Wednesday, May 11, 2005

It's NEVER Easy!

Every few days I read an article in the financial press telling me that the future direction of stock prices (or interest rates or the dollar or crude oil or gold or.......) is very uncertain. Usually the writer tries to tell me that this is an unusual situation. The typical excuse is that in these "unusual" times there are so many conflicting crosscurrents. The implication is that in "normal" times it is easy to guess what lies ahead of us in the future because most of the evidence will point one way or the other.

Let me tell you something. The future ALWAYS looks uncertain. To imagine it is ever otherwise is just plain dumb. Actually, there is a technical term for this sort of foolishness. It's called "hindsight bias". Hindsight bias is a particularly deadly disease when contracted by an amateur speculator.

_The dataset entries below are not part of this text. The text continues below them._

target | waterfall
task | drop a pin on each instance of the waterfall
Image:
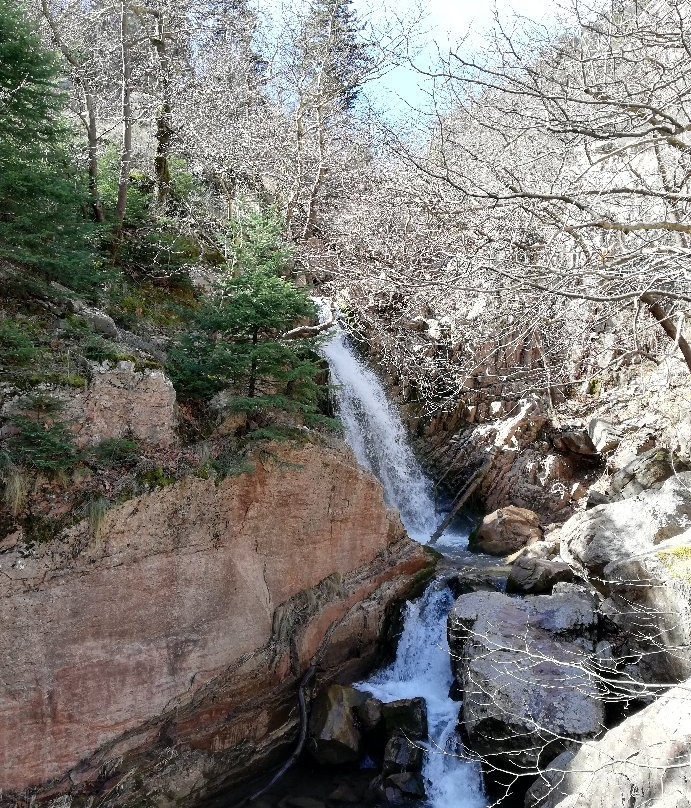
(374, 430)
(422, 668)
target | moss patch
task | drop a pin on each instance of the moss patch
(677, 562)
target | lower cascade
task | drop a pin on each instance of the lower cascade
(422, 666)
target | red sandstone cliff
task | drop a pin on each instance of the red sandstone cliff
(162, 658)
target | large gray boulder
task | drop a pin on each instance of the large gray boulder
(646, 472)
(507, 530)
(334, 734)
(525, 669)
(627, 550)
(645, 761)
(537, 576)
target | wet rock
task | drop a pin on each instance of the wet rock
(648, 471)
(575, 441)
(596, 498)
(99, 321)
(369, 714)
(301, 802)
(523, 666)
(642, 762)
(507, 530)
(345, 793)
(604, 435)
(398, 789)
(334, 735)
(548, 781)
(535, 576)
(204, 594)
(407, 717)
(402, 755)
(625, 548)
(408, 784)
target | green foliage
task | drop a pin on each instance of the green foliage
(170, 307)
(235, 342)
(230, 464)
(41, 223)
(155, 478)
(16, 346)
(256, 240)
(42, 446)
(139, 190)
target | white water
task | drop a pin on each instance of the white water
(375, 431)
(422, 668)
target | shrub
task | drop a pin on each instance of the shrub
(235, 341)
(42, 446)
(16, 346)
(116, 452)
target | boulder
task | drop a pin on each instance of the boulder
(369, 714)
(398, 789)
(402, 755)
(648, 471)
(624, 549)
(506, 530)
(99, 321)
(524, 666)
(642, 762)
(604, 435)
(334, 735)
(576, 441)
(407, 717)
(536, 576)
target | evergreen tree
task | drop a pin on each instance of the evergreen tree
(334, 56)
(236, 343)
(40, 208)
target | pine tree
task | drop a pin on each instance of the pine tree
(334, 56)
(40, 214)
(235, 343)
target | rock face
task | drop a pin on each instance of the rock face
(622, 548)
(647, 472)
(537, 576)
(507, 530)
(334, 733)
(121, 401)
(171, 646)
(524, 666)
(645, 761)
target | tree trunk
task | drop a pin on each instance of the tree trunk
(665, 320)
(89, 120)
(251, 387)
(126, 157)
(164, 132)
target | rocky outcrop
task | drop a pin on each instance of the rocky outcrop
(163, 657)
(622, 548)
(537, 576)
(645, 761)
(507, 530)
(525, 670)
(121, 401)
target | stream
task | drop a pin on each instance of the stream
(374, 430)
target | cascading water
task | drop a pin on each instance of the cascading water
(422, 667)
(376, 434)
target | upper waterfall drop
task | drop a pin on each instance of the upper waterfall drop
(374, 430)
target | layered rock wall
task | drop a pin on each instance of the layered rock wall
(171, 646)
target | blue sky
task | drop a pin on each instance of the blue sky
(446, 21)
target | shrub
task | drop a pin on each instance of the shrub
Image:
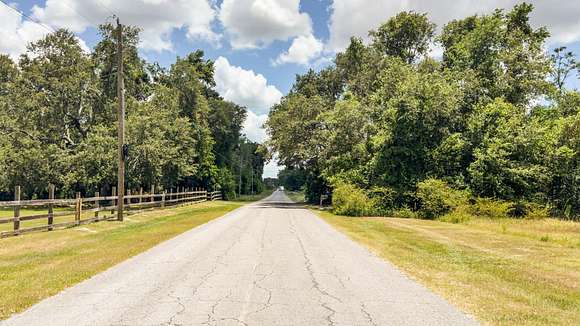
(437, 198)
(405, 212)
(349, 200)
(518, 210)
(455, 217)
(383, 200)
(490, 208)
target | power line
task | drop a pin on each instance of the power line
(50, 29)
(100, 3)
(90, 21)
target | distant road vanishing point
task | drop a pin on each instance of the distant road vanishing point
(268, 263)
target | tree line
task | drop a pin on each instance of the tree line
(388, 129)
(58, 121)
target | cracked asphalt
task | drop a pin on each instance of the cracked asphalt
(268, 263)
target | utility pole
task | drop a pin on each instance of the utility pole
(121, 120)
(240, 183)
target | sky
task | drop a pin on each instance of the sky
(258, 45)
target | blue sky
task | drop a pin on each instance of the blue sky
(259, 45)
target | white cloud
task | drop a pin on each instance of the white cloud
(254, 127)
(244, 87)
(271, 169)
(302, 51)
(157, 18)
(257, 23)
(357, 17)
(16, 33)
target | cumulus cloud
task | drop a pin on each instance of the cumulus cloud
(254, 127)
(245, 87)
(302, 51)
(357, 17)
(257, 23)
(157, 18)
(16, 33)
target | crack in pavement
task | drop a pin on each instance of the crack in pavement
(210, 316)
(367, 315)
(315, 283)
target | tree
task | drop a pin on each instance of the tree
(408, 36)
(564, 63)
(503, 52)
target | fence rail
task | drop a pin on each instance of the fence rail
(80, 211)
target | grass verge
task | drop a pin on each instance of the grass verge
(295, 196)
(256, 197)
(37, 266)
(504, 272)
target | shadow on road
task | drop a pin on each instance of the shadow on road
(281, 205)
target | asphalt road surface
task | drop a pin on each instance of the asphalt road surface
(268, 263)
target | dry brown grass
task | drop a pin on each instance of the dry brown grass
(505, 271)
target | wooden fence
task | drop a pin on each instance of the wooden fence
(66, 213)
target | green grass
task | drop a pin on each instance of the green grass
(39, 265)
(256, 197)
(504, 272)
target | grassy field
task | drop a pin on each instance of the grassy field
(36, 266)
(504, 272)
(249, 198)
(295, 196)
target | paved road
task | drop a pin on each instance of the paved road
(269, 263)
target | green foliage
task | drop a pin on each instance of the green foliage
(349, 200)
(489, 208)
(405, 212)
(292, 179)
(407, 36)
(437, 198)
(386, 116)
(383, 200)
(58, 121)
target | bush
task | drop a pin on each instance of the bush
(518, 210)
(351, 201)
(405, 212)
(383, 200)
(437, 198)
(490, 208)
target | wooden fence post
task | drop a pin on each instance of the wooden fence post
(17, 209)
(79, 209)
(114, 201)
(97, 205)
(50, 207)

You see, it always looks like it should have been easy to forecast past events. By the time history is written past events appear almost inevitable. We can always come up with good reasons why they happened. This process of explaining why past events happened I call "forecasting the past". You can read this sort of thing every day in the Wall Street Journal's daily stock market column.

Astologers, journalists and most market technicians like to forecast the past. Some are even good at it! Politicians often have some fun forecasting the past too. For example, they recently have been telling their constituents and the benighted intelligence community that it should have been obvious that Saddam Hussein had already destroyed his WMD and that any half-wit could have foreseen and detected the plans for the attacks upon the USA on 9/11.

Think about this for a second. If the future course of stock prices were obvious to most people, there would be no stock market! Why? Because if most people agreed that stock prices had to go up, who would be selling? A market requires a buyer for every seller!

An active and liquid market is absolutely rock-solid evidence that there is great uncertainty about the future and about its consequences for market prices. There has to be a lot of disagreement about the future in order to induce people to trade with one another!

The principal role of markets is to give anyone with capital and a stake in the future the opportunity to express his views by buying or selling. This process is called price discovery. The market always is looking for the price that will induce the most trading. And this is exactly the price that will induce the most uncertainty about future price trends!

So we must conclude that in any active and liquid market the future will always look very cloudy and uncertain to market participants. I have been forecasting stock prices for nearly forty years and don't remember a single day when future events seemed inevitable to me!

Uncertainty and confusion is the normal state of affairs in any active market. Dont' let anyone ever tell you otherwise.